Mary and her family were among 6,000 farming households displaced by Boko Haram to benefit from a USAID activity to provide seeds and farming implements to help them transition back to an agricultural lifestyle after years as Internally Displaced Persons (IDPs). Many of these families had been unable to produce for themselves and were reliant on humanitarian aid for several growing seasons.
Displaced and living near the town of Magadali, in northeastern Nigeria near the Nigeria-Cameroon border, Mary and her family were allotted a parcel of land by the host community, and were able to plant the seeds in July.
“No words can express my joy for this harvest,” Mary said. “From the community that lent me the land to grow this crop to the donation of the seed, I can’t believe it.”
With the harvest complete and ten 100 kilogram sacks full of quality product, Mary and her family now have ready access to cash and other food staples, and most importantly some hope for the future.
Two months after the planting, agronomists with USAID followed up with the beneficiaries. Calling on traditional leaders known as maiunguwas, village chiefs, religious leaders and officials of the U.S.-supported Adamawa Peace Initiative of the American University of Nigeria, the researchers found some surprising results.

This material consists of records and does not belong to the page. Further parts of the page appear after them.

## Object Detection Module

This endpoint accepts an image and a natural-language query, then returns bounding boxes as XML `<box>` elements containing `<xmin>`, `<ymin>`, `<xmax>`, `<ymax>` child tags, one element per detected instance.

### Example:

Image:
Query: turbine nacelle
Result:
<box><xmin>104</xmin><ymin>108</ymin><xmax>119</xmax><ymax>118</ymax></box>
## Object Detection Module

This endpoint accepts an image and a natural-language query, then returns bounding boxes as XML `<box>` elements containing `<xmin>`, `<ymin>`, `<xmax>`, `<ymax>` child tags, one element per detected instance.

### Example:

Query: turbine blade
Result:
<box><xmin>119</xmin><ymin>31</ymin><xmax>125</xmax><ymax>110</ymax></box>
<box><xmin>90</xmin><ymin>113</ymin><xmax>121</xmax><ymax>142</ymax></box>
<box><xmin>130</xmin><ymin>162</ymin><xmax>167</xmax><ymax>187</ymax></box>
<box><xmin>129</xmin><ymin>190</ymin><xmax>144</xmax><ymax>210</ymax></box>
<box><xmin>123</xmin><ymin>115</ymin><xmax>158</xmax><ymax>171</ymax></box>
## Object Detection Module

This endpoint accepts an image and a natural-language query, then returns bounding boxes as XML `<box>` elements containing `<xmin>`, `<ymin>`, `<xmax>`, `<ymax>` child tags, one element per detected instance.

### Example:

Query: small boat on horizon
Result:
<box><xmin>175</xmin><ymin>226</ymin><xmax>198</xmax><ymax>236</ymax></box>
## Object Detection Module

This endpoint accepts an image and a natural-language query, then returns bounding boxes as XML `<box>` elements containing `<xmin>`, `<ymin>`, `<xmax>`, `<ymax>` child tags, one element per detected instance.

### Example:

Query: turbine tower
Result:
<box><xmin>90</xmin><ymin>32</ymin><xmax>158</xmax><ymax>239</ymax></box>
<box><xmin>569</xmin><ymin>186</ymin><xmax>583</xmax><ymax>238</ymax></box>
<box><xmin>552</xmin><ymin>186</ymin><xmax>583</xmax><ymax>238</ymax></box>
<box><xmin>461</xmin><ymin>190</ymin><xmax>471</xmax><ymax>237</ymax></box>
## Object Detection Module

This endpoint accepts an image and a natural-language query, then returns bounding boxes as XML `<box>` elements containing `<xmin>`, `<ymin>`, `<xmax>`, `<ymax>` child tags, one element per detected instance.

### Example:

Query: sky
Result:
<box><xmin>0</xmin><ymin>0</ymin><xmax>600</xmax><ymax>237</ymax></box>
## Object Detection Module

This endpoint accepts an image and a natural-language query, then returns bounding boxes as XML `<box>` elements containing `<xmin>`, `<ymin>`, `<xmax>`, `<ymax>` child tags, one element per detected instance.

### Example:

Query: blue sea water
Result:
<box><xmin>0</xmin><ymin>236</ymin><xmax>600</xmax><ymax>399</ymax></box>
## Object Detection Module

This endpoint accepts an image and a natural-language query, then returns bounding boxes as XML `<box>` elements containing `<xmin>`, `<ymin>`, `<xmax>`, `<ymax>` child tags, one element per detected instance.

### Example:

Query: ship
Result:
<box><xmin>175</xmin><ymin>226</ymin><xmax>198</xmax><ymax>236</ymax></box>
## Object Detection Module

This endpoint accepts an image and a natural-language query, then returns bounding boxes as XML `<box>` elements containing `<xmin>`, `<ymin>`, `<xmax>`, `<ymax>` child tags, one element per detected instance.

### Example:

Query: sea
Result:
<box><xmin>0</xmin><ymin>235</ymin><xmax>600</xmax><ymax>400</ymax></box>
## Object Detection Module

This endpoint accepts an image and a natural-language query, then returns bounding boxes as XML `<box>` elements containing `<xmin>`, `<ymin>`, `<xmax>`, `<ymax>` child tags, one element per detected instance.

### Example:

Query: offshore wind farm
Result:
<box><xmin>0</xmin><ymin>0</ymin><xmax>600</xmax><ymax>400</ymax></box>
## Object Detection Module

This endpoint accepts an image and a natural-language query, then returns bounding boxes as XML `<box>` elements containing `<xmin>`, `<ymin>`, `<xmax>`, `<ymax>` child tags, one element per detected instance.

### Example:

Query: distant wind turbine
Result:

While 85 percent of the seeds went to the IDPs, the remainder went to host families to alleviate the strain suffered by communities that accommodate the displaced. These host families were included in the seed program in recognition of the importance of restoring food and economic security to everyone in this troubled corner of Nigeria.
Small successes like USAID’s seed distribution program cannot by themselves address the humanitarian crisis precipitated by the scorched earth tactics of the Boko Haram insurgency. Through its Office of Foreign Disaster Assistance and office of Food for Peace, USAID has also provided $366.5 million in humanitarian assistance to people living in the Lake Chad Basin, working with United Nations agencies among other partners. USAID, the leading provider of humanitarian assistance for the United States Government, anticipates it will soon announce additional food and non-food assistance for the region.
USAID also provides approximately $500 million annually in development assistance to Nigeria in the areas of health, economic growth and the environment, education, and good governance.
Building on the success of the pilot activity, USAID, through the U.S. government’s Feed the Future initiative, plans to scale up agriculture efforts ahead of the next growing season. As for Mary, she plans to share her good fortune with her host community.